Auditory masking in the frequency domain is known as simultaneous masking, frequency masking or spectral masking. Auditory masking in the time domain is known as temporal masking or non-simultaneous masking.

Masked threshold

The unmasked threshold is the quietest level of the signal which can be perceived without a masking signal present. The masked threshold is the quietest level of the signal perceived when combined with a specific masking noise. The amount of masking is the difference between the masked and unmasked thresholds.

Figure A - adapted from Gelfand (2004) Masker increased threshold.svg
Figure A – adapted from Gelfand (2004)

Gelfand provides a basic example. [1] Let us say that for a given individual, the sound of a cat scratching a post in an otherwise quiet environment is first audible at a level of 10 dB SPL. However, in the presence of a masking noise (for example, a vacuum cleaner that is running simultaneously) that same individual cannot detect the sound of the cat scratching unless the level of the scratching sound is at least 26 dB SPL. We would say that the unmasked threshold for that individual for the target sound (i.e., the cat scratching) is 10 dB SPL, while the masked threshold is 26 dB SPL. The amount of masking is simply the difference between these two thresholds: 16 dB.

The amount of masking will vary depending on the characteristics of both the target signal and the masker, and will also be specific to an individual listener. While the person in the example above was able to detect the cat scratching at 26 dB SPL, another person may not be able to hear the cat scratching while the vacuum was on until the sound level of the cat scratching was increased to 30 dB SPL (thereby making the amount of masking for the second listener 20 dB).

Simultaneous masking

Simultaneous masking occurs when a sound is made inaudible by a noise or unwanted sound of the same duration as the original sound. [2] For example, a powerful spike at 1 kHz will tend to mask out a lower-level tone at 1.1 kHz. Also, two sine tones at 440 and 450 Hz can be perceived clearly when separated. They cannot be perceived clearly when presented simultaneously.

Critical bandwidth

If two sounds of two different frequencies are played at the same time, two separate sounds can often be heard rather than a combination tone. The ability to hear frequencies separately is known as frequency resolution or frequency selectivity. When signals are perceived as a combination tone, they are said to reside in the same critical bandwidth. This effect is thought to occur due to filtering within the cochlea, the hearing organ in the inner ear. A complex sound is split into different frequency components and these components cause a peak in the pattern of vibration at a specific place on the cilia inside the basilar membrane within the cochlea. These components are then coded independently on the auditory nerve which transmits sound information to the brain. This individual coding only occurs if the frequency components are different enough in frequency, otherwise they are in the same critical band and are coded at the same place and are perceived as one sound instead of two. [3]

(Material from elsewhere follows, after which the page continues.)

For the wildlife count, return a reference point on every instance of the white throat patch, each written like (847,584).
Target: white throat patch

The filters that distinguish one sound from another are called auditory filters, listening channels or critical bandwidths. Frequency resolution occurs on the basilar membrane due to the listener choosing a filter which is centered over the frequency they expect to hear, the signal frequency. A sharply tuned filter has good frequency resolution as it allows the center frequencies through but not other frequencies (Pickles 1982). Damage to the cochlea and the outer hair cells in the cochlea can impair the ability to tell sounds apart (Moore 1986). This explains why someone with a hearing loss due to cochlea damage would have more difficulty than a normal hearing person in distinguishing between different consonants in speech. [4]

Masking illustrates the limits of frequency selectivity. If a signal is masked by a masker with a different frequency to the signal, then the auditory system was unable to distinguish between the two frequencies. By experimenting with conditions where one sound can mask a previously heard signal, the frequency selectivity of the auditory system can be tested. [5]

Similar frequencies

Figure B - Adapted from Ehmer Maskingpatterns sp11.jpg
Figure B – Adapted from Ehmer

How effective the masker is at raising the threshold of the signal depends on the frequency of the signal and the frequency of the masker. The graphs in Figure B are a series of masking patterns, also known as masking audiograms. Each graph shows the amount of masking produced at each masker frequency shown at the top corner, 250, 500, 1000 and 2000 Hz. For example, in the first graph the masker is presented at a frequency of 250 Hz at the same time as the signal. The amount the masker increases the threshold of the signal is plotted and this is repeated for different signal frequencies, shown on the X axis. The frequency of the masker is kept constant. The masking effect is shown in each graph at various masker sound levels.

Figure C - Adapted from Gelfand 2004 Auditoryfiltermaskersignal1.svg
Figure C – Adapted from Gelfand 2004
Figure D - Adapted from Gelfand 2004 Off frequency mask diff freq1.svg
Figure D – Adapted from Gelfand 2004

Figure B shows along the Y axis the amount of masking. The greatest masking is when the masker and the signal are the same frequency and this decreases as the signal frequency moves further away from the masker frequency. [1] This phenomenon is called on-frequency masking and occurs because the masker and signal are within the same auditory filter (Figure C). This means that the listener cannot distinguish between them and they are perceived as one sound with the quieter sound masked by the louder one (Figure D).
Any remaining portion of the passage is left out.